From: Arnaldo Carvalho de Melo <acme@kernel.org>
To: Alan Maguire <alan.maguire@oracle.com>
Cc: ast@kernel.org, andrii@kernel.org, daniel@iogearbox.net,
eddyz87@gmail.com, haoluo@google.com, jolsa@kernel.org,
john.fastabend@gmail.com, kpsingh@chromium.org,
sinquersw@gmail.com, martin.lau@kernel.org,
songliubraving@fb.com, sdf@google.com, timo@incline.eu,
yhs@fb.com, bpf@vger.kernel.org
Subject: Re: [PATCH v3 dwarves 0/8] dwarves: support encoding of optimized-out parameters, removal of inconsistent static functions
Date: Wed, 8 Feb 2023 13:50:27 -0300 [thread overview]
Message-ID: <Y+PS01eC1i75nBM0@kernel.org> (raw)
In-Reply-To: <Y+PL18hvJ7WwncGR@kernel.org>
Em Wed, Feb 08, 2023 at 01:20:39PM -0300, Arnaldo Carvalho de Melo escreveu:
> Em Tue, Feb 07, 2023 at 05:14:54PM +0000, Alan Maguire escreveu:
> > At optimization level -O2 or higher in gcc, static functions may be
> > optimized such that they have suffixes like .isra.0, .constprop.0 etc.
> > These represent
> >
> > - constant propagation (.constprop.0);
> > - interprocedural scalar replacement of aggregates, removal of
> > unused parameters and replacement of parameters passed by
> > reference by parameters passed by value (.isra.0)
>
> Initial test, without using the new options:
>
> [acme@pumpkin ~]$ pfunct /sys/kernel/btf/vmlinux | sort | uniq -c | sort -n | tail
> 3 start_show
> 3 timeout_show
> 3 uuid_show
> 4 m_next
> 4 parse_options
> 4 sk_diag_fill
> 4 state_show
> 4 state_store
> 5 status_show
> 6 type_show
> [acme@pumpkin ~]$
>
> Now I'll use --skip_encoding_btf_inconsistent_proto and --btf_gen_optimized
With:
⬢[acme@toolbox linux]$ git diff
diff --git a/scripts/pahole-flags.sh b/scripts/pahole-flags.sh
index 1f1f1d397c399afe..9dd185fb1ff1fc3b 100755
--- a/scripts/pahole-flags.sh
+++ b/scripts/pahole-flags.sh
@@ -21,7 +21,7 @@ if [ "${pahole_ver}" -ge "122" ]; then
fi
if [ "${pahole_ver}" -ge "124" ]; then
# see PAHOLE_HAS_LANG_EXCLUDE
- extra_paholeopt="${extra_paholeopt} --lang_exclude=rust"
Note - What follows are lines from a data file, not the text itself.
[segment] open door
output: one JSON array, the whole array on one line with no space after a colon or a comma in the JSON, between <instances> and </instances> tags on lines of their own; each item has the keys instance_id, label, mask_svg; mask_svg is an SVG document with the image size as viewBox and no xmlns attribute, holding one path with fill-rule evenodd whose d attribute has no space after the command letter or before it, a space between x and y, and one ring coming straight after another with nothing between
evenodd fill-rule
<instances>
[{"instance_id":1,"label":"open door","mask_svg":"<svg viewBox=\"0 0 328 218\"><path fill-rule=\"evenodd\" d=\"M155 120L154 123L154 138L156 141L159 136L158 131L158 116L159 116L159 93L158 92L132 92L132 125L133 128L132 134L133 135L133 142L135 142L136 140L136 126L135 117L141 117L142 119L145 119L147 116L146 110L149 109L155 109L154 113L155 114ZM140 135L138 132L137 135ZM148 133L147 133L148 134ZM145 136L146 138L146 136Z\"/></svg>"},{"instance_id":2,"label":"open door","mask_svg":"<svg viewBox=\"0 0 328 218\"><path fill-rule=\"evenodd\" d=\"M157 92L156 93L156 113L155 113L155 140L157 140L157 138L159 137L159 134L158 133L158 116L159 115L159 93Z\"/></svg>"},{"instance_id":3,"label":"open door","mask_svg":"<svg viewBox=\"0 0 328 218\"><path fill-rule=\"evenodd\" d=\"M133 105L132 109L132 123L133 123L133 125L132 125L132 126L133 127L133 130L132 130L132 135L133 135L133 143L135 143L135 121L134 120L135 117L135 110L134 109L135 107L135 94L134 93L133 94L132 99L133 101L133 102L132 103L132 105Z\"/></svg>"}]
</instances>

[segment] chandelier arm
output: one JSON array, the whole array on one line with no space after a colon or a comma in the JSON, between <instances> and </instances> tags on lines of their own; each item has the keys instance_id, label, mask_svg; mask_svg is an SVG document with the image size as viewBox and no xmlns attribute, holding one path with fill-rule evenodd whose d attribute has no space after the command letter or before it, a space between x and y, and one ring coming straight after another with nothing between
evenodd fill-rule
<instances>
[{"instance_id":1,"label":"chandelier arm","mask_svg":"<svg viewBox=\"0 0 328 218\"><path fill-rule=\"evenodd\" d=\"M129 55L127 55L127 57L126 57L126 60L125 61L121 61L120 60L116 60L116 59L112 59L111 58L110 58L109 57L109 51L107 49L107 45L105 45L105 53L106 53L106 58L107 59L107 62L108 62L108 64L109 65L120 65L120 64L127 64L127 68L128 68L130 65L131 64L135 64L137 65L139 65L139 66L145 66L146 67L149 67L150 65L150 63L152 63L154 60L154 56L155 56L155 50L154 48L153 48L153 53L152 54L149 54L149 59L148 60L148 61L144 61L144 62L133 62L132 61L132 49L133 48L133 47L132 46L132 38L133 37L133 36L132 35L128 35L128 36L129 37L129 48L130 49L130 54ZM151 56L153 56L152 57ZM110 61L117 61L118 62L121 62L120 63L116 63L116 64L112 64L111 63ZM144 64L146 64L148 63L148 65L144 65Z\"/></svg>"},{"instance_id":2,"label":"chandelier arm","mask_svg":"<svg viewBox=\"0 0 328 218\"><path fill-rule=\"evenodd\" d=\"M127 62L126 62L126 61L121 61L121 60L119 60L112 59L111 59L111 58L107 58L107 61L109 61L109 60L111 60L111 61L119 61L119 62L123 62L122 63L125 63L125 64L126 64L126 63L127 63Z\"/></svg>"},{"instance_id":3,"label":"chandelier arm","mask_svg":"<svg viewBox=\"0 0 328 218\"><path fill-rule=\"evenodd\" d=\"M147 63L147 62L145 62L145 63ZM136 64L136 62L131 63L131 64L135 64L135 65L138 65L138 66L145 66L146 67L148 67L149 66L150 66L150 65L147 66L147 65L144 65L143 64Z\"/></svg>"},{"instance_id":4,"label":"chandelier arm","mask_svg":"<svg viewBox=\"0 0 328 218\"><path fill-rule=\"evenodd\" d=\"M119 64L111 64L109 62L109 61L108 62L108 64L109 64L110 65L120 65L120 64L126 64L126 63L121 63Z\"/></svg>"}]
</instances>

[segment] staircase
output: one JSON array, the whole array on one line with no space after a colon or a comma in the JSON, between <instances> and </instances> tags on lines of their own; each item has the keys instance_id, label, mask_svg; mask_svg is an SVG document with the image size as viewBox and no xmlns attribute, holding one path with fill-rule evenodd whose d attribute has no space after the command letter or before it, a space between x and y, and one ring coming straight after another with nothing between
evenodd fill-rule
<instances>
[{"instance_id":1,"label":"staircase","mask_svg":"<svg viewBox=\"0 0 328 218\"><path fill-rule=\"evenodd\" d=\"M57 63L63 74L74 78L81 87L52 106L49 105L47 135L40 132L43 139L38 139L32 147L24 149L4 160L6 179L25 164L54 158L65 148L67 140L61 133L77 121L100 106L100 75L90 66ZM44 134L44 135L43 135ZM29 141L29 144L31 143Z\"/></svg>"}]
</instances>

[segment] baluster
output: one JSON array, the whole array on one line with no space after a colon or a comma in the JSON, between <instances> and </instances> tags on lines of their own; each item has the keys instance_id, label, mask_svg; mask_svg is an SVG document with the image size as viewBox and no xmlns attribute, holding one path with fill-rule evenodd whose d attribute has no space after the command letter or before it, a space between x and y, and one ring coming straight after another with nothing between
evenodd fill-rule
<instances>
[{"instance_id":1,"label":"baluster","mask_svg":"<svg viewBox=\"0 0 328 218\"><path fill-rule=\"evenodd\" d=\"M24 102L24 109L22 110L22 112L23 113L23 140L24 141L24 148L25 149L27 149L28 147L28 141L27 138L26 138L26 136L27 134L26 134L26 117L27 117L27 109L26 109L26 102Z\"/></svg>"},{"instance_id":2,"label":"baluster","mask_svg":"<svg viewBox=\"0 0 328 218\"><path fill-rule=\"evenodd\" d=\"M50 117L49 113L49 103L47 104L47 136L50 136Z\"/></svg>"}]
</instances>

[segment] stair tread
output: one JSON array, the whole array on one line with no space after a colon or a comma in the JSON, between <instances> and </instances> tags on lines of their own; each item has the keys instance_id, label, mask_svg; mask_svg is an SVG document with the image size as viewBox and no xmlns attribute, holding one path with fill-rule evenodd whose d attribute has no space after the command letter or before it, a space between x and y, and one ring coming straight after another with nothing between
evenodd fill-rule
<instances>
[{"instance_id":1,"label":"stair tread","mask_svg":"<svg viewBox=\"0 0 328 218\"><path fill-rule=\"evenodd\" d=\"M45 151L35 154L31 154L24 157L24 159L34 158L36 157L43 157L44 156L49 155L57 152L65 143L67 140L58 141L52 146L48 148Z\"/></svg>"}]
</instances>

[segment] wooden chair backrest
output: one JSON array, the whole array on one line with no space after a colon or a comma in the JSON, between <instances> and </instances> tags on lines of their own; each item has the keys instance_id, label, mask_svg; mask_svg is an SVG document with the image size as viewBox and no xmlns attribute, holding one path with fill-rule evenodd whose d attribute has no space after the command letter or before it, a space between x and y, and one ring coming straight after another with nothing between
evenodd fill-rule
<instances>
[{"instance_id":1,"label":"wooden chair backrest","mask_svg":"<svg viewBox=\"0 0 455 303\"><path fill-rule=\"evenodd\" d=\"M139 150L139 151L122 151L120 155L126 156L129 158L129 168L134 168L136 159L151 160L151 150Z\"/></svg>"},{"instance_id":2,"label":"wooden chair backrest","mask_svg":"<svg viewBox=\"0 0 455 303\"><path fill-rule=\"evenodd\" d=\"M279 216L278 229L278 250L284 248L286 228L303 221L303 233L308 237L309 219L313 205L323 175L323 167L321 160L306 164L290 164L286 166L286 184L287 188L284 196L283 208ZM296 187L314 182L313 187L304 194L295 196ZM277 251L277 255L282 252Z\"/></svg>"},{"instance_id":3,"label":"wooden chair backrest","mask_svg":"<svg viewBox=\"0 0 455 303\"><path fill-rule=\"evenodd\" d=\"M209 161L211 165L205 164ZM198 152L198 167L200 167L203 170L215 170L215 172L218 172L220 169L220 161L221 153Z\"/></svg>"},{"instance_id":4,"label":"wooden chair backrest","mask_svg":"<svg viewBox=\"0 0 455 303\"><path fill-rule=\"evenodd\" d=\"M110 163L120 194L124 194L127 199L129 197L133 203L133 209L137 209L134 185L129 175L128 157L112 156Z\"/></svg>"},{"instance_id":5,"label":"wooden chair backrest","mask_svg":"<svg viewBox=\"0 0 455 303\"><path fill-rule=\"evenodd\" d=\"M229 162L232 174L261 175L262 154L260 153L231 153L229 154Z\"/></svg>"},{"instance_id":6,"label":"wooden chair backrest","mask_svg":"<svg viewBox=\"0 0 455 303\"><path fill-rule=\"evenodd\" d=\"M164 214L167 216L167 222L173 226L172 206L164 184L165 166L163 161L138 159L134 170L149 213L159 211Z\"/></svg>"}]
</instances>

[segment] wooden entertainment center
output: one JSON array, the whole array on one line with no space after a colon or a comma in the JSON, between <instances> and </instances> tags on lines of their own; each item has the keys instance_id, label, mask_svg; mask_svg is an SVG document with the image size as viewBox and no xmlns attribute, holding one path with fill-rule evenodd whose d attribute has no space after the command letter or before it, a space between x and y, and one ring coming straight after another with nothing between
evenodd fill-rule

+ extra_paholeopt="${extra_paholeopt} --lang_exclude=rust --btf_gen_optimized --skip_encoding_btf_inconsistent_proto"
fi
echo ${extra_paholeopt}
⬢[acme@toolbox linux]$
I get:
[acme@pumpkin ~]$ pfunct /sys/kernel/btf/vmlinux | sort | uniq -c | sort -n | tail
1 zswap_writeback_entry
1 zswap_zpool_param_set
1 zs_zpool_create
1 zs_zpool_destroy
1 zs_zpool_free
1 zs_zpool_malloc
1 zs_zpool_map
1 zs_zpool_shrink
1 zs_zpool_total_size
1 zs_zpool_unmap
[acme@pumpkin ~]$
No functions with more than one entry:
[acme@pumpkin ~]$ pfunct /sys/kernel/btf/vmlinux | sort | uniq -c | sort -n | grep -v ' 1 '
[acme@pumpkin ~]$ pfunct /sys/kernel/btf/vmlinux | sort | uniq -c | sort -n | grep ' 1 ' | wc -l
54558
[acme@pumpkin ~]$ pfunct /sys/kernel/btf/vmlinux | wc -l
54558
[acme@pumpkin ~]$
So I'll bump the release as we did in the past when testing features
that we need to test against a release on the pahole-flags.sh script so
that we can do further tests.
- Arnaldo
> - Arnaldo
>
> > See [1] for details.
> >
> > Currently BTF encoding does not handle such optimized functions
> > that get renamed with a "." suffix such as ".isra.0", ".constprop.0".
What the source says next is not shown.